Pointing his finger at members of Congress and dignitaries like Brookings’ analysts Michael O’Hanlon and Kenneth Pollack, who make brief sojourns to Iraq and then return with “bold pronouncements of ‘what I saw’ at the front,” former Washington Post Baghdad correspondent Jonathan Finer warns today that “those who pass quickly through the war zone should stop ascribing their epiphanies to what are largely ceremonial visits“:
As Washington anticipates a September report assessing the troop surge, there is good reason to be skeptical of such snapshot accounts.
A dizzying number of dignitaries have passed through Baghdad for high-level briefings. The Hill newspaper reported this month that 76 U.S. senators have traveled to Iraq during the war, 38 in the past 12 months. Most never left the Green Zone or other well-protected enclaves. Few, if any, changed the views they held before arriving. [...]
Those who visit Iraq undertake significant risks, which are inherent in traveling to Baghdad, no matter who’s providing their security. Policymakers should be commended for refusing to blindly trust accounts from diplomats, soldiers or journalists. But it’s worth remembering what these visits are and what they are not. Prescient insights rarely emerge from a few days in-country behind the blast walls. [...]

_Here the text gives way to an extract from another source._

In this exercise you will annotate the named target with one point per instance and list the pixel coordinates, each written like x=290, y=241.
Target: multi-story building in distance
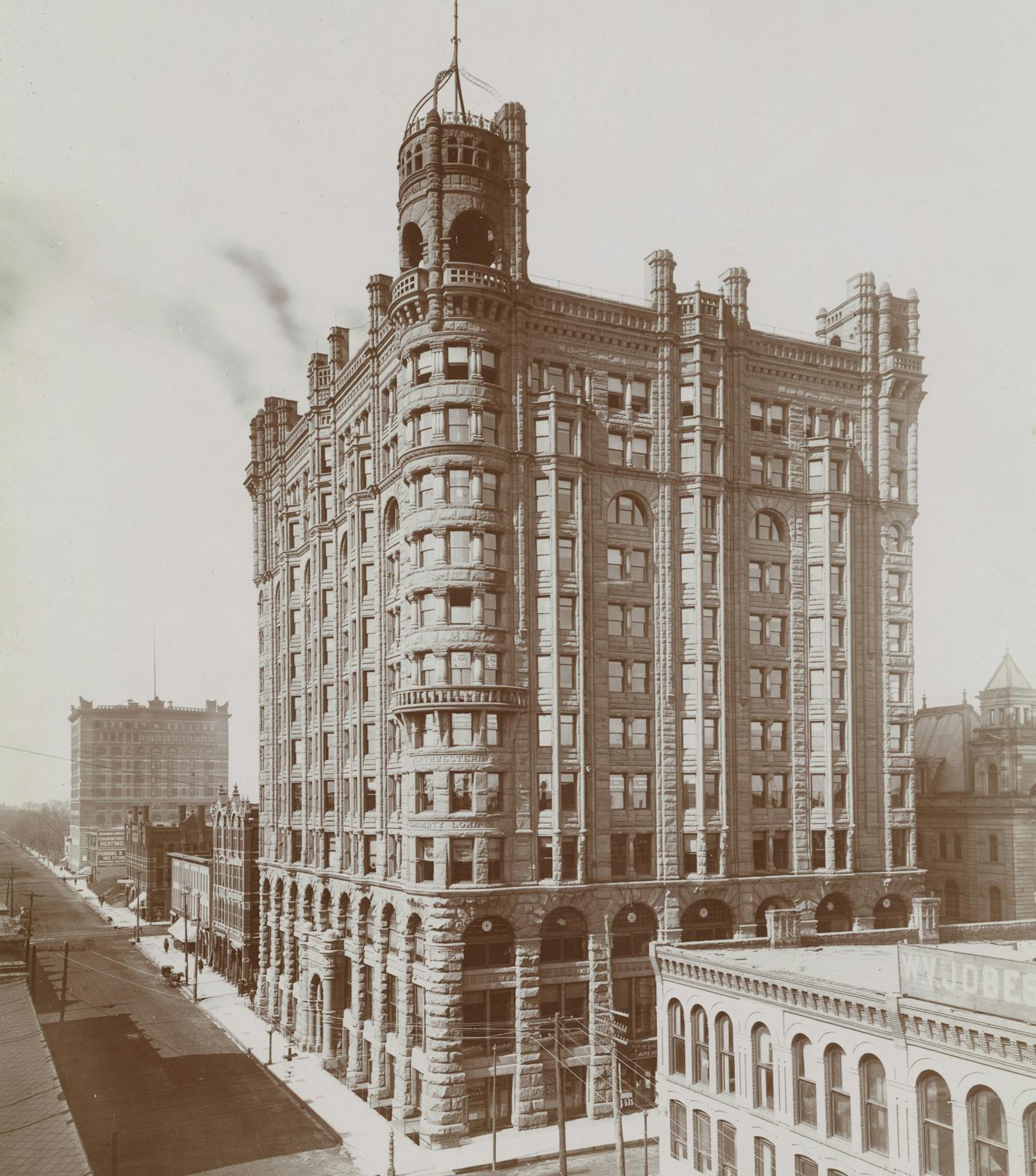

It goes without saying that everyone can, and in this country should, have an opinion about the war, no matter how much time the person has spent in Iraq, if any. But having left a year ago, I’ve stopped pretending to those who ask that I have a keen sense of what it’s like on the ground today. Similarly, those who pass quickly through the war zone should stop ascribing their epiphanies to what are largely ceremonial visits.